TBMM İçişleri Komisyonu'ndan Meclis Genel Kurulu'na sevk edilen teklife, AKP ve MHP dışındaki partilerin tümü güvenlik soruşturmasının ‘fişleme’ anlamına geldiği gerekçesiyle karşı çıkıyor. Öte yandan muhalefet, teklifin Genel Kurul'da kabul edilmesi durumunda düzenlemeyi AYM'ye taşıyacaklarını vurguluyor.

‘Kendilerinden olmayanın önünü kesecekler’

Gündeme ilişkin haftalık yayımladığı raporda düzenlemenin ülkeyi ‘polis gölgesine’ sürükleyecek bir hazırlık olduğunu vurgulayan CHP İstanbul Milletvekili Erdoğan Toprak, düzenleme ile iktidar referansı olmayan hiçbir gencin kamuda çalışmasının artık mümkün olmayacağının altını çizdi. Toprak, iktidarın kendinden olmayanların devlette yer almalarının yolunu en baştan kesme düşüncesinde olduğunu ifade etti.

"Güvenlik soruşturmasına kişinin eşi ile birinci derece kan ve sıhri hısımlarının da dahil edilmesi başlı başına vahamettir" diyen Toprak, "Bu durumda bir kişi evlenmeden önce ne olur ne olmaz, bir memuriyete girersem başıma bir iş gelmesin diye sevdiği insanı, eşini ve ailesini mi araştıracak?
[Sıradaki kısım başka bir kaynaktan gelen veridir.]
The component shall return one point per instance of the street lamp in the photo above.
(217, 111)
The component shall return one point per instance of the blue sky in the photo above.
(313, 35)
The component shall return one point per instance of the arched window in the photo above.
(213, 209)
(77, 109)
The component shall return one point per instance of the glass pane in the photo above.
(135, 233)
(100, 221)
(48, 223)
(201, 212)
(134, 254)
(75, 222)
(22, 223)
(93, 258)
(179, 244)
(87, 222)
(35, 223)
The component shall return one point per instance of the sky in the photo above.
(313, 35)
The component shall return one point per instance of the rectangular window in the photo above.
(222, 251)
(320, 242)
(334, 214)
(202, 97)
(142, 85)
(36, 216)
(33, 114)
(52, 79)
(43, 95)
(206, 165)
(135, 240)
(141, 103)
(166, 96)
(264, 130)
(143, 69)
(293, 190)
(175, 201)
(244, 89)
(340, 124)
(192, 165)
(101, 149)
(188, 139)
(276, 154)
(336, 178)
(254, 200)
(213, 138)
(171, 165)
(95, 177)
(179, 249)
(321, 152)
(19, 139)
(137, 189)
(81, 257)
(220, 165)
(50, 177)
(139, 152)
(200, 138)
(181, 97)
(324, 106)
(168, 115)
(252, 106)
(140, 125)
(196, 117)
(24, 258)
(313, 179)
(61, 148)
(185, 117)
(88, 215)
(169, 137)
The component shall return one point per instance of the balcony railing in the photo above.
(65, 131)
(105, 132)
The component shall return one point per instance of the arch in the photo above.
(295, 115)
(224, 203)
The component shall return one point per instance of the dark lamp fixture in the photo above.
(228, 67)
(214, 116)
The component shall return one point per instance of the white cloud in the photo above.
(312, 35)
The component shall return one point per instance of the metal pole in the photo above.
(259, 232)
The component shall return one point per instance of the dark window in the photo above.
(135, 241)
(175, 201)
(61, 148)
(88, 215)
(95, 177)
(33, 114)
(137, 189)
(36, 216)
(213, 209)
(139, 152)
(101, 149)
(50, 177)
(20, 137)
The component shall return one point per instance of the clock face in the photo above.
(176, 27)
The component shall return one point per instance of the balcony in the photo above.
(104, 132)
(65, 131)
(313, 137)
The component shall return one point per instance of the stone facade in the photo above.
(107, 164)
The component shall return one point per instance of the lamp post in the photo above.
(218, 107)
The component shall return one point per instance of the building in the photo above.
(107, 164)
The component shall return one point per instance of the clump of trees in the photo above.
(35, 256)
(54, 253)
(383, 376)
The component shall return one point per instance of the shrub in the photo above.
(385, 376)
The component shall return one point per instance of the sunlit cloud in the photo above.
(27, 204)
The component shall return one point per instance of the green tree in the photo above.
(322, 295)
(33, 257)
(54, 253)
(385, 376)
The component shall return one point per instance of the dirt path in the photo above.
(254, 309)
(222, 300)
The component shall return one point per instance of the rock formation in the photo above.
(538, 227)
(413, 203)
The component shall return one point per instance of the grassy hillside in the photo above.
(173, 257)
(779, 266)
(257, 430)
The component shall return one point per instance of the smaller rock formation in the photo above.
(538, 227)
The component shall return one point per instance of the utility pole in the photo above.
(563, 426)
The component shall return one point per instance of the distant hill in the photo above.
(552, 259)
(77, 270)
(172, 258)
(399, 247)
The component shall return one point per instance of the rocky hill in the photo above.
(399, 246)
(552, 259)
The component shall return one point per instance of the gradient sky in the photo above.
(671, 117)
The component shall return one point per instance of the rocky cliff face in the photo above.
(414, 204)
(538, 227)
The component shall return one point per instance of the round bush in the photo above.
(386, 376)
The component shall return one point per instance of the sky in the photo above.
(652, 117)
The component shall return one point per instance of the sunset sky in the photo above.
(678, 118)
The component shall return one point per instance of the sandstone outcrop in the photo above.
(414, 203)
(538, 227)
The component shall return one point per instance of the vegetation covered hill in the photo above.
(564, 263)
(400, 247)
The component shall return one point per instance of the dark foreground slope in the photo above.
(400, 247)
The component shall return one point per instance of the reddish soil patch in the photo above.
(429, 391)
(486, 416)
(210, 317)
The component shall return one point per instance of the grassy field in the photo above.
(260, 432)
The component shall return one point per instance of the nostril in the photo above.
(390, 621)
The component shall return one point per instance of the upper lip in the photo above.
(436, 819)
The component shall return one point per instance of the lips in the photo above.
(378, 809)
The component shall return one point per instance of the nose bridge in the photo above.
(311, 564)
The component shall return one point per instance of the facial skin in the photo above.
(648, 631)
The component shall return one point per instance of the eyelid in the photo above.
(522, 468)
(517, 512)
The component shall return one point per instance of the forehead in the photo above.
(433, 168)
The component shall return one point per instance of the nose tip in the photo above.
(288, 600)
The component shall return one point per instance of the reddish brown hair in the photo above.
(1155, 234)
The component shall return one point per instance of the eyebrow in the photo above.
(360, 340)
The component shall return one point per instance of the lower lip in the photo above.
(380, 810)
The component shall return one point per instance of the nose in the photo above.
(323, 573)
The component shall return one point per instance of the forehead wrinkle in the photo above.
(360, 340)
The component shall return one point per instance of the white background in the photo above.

Bu tüm toplumu birbirinden şüphe etmeye, birbirini jurnallemeye ve ihbarcılığa teşvik etmeyi beraberinde getirecek bir adımdır. Totaliter, otoriter rejimlere özgü bir uygulamadır" ifadelerini kullandı.

“Kamu kurum ve kuruluşlarında güvenlik soruşturmasını, arşiv taramasını yürütecek komisyonların kimlerden oluşacağı, neye göre karar verileceği, kararların keyfi ve siyasi olup olmayacağının garantisi ve güvencesi yok” diyen Toprak, arşiv taramasıyla ise geriye dönük ifadeler, paylaşımlar için dava açılarak insanların mahkûm edilmesinin sağlanacağını da vurguladı.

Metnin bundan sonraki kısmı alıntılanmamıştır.